You are viewing a plain text version of this content. The canonical link for it is here.
Posted to dev@parquet.apache.org by "Thomas Omans (JIRA)" <ji...@apache.org> on 2016/01/26 02:27:40 UTC

[jira] [Comment Edited] (PARQUET-465) Parquet-Avro does not support field removal

    [ https://issues.apache.org/jira/browse/PARQUET-465?page=com.atlassian.jira.plugin.system.issuetabpanels:comment-tabpanel&focusedCommentId=15116441#comment-15116441 ] 

Thomas Omans edited comment on PARQUET-465 at 1/26/16 1:26 AM:
---------------------------------------------------------------

Ryan, 

Thank you for the quick response.

Unfortunately, adding `AvroParquetInputFormat.setRequestedProjection(avroReaderSchema)` breaks other things.  Specifically you lose the ability to rename fields (lookups silently fail and put `null` into the field value) and apply default values.

I actually created a series of evolving schemas in order to see what was supported and what was not:

{code}
@namespace("com.example.avro.compatibility")
protocol Compatibility {

  // original record, only one field
  @namespace("com.example.avro.compatibility.v1")
  record CompatibilityTestRecord {
    long time;
  }

  // add new field with default value
  @namespace("com.example.avro.compatibility.v2")
  record CompatibilityTestRecord {
    long time;
    string id = "v2";
  }

  // reorder fields
  @namespace("com.example.avro.compatibility.v3")
  record CompatibilityTestRecord {
    string id = "v3";
    long time;
  }
  
  // alias field
  @namespace("com.example.avro.compatibility.v4")
  record CompatibilityTestRecord {
    string @aliases(["id"]) notId = "v4";
    long @aliases(["time"]) notTime;
  }

  // drop field
  @namespace("com.example.avro.compatibility.v5")
  record CompatibilityTestRecord {
    string @aliases(["notId"]) id = "v5";
  }

}
{code}

I wrote 5 parquet files each containing one record written at the specific version, then tried to read them in: v2 reading v1, v3 reading v2 and v1, etc.
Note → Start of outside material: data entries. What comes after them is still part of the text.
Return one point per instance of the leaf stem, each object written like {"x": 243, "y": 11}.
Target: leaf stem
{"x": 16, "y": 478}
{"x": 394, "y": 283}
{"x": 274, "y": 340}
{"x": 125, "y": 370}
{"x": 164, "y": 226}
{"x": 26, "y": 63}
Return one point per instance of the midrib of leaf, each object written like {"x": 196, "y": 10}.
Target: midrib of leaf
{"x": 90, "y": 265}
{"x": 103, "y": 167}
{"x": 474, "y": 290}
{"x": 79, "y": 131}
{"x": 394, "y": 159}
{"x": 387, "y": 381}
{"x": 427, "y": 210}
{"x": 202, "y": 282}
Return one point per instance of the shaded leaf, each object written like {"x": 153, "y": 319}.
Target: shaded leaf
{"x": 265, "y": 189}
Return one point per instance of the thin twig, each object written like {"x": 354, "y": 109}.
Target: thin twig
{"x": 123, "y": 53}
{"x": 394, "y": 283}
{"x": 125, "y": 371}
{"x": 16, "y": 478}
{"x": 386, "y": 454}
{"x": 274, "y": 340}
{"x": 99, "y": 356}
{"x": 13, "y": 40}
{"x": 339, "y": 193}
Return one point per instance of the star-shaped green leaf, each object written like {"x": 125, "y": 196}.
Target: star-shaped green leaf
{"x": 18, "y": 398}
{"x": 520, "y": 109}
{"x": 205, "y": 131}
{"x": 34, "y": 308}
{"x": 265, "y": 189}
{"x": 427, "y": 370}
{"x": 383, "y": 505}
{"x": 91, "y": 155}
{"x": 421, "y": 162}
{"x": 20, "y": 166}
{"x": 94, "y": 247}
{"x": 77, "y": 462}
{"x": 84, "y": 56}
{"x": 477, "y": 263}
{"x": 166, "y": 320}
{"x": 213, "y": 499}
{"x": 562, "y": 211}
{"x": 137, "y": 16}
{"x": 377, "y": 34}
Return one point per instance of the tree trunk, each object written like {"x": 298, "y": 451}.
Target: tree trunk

Only setting setAvroReadSchema to the latest version of the schema causes all to pass besides the final case of dropping a field, but setting both read and projection causes all to fail due to defaults not being properly applied and aliases not being respected.

Thanks again, what is there is great -- I have been reading your commits all day :)


was (Author: eggsby):
Ryan, 

Thank you for the quick response.

Unfortunately, adding `AvroParquetInputFormat.setRequestedProjection(avroReaderSchema)` breaks other things.  Specifically you lose the ability to rename fields (lookups silently fail and put `null` into the field value) and apply default values.

I actually created a series of evolving schemas in order to see what was supported and what was not:

{code}
@namespace("com.example.avro.compatibility")
protocol Compatibility {

  // original record, only one field
  @namespace("com.example.avro.compatibility.v1")
  record CompatibilityTestRecord {
    long time;
  }

  // add new field with default value
  @namespace("com.example.avro.compatibility.v2")
  record CompatibilityTestRecord {
    long time;
    string id = "v2";
  }

  // reorder fields
  @namespace("com.example.avro.compatibility.v3")
  record CompatibilityTestRecord {
    string id = "v3";
    long time;
  }
  
  // alias field
  @namespace("com.example.avro.compatibility.v4")
  record CompatibilityTestRecord {
    string @aliases(["id"]) notId = "v4";
    long @aliases(["time"]) notTime;
  }

  // drop field
  @namespace("com.example.avro.compatibility.v5")
  record CompatibilityTestRecord {
    string id = "v5";
  }

}
{code}

I wrote 5 parquet files each containing one record written at the specific version, then tried to read them in: v2 reading v1, v3 reading v2 and v1, etc.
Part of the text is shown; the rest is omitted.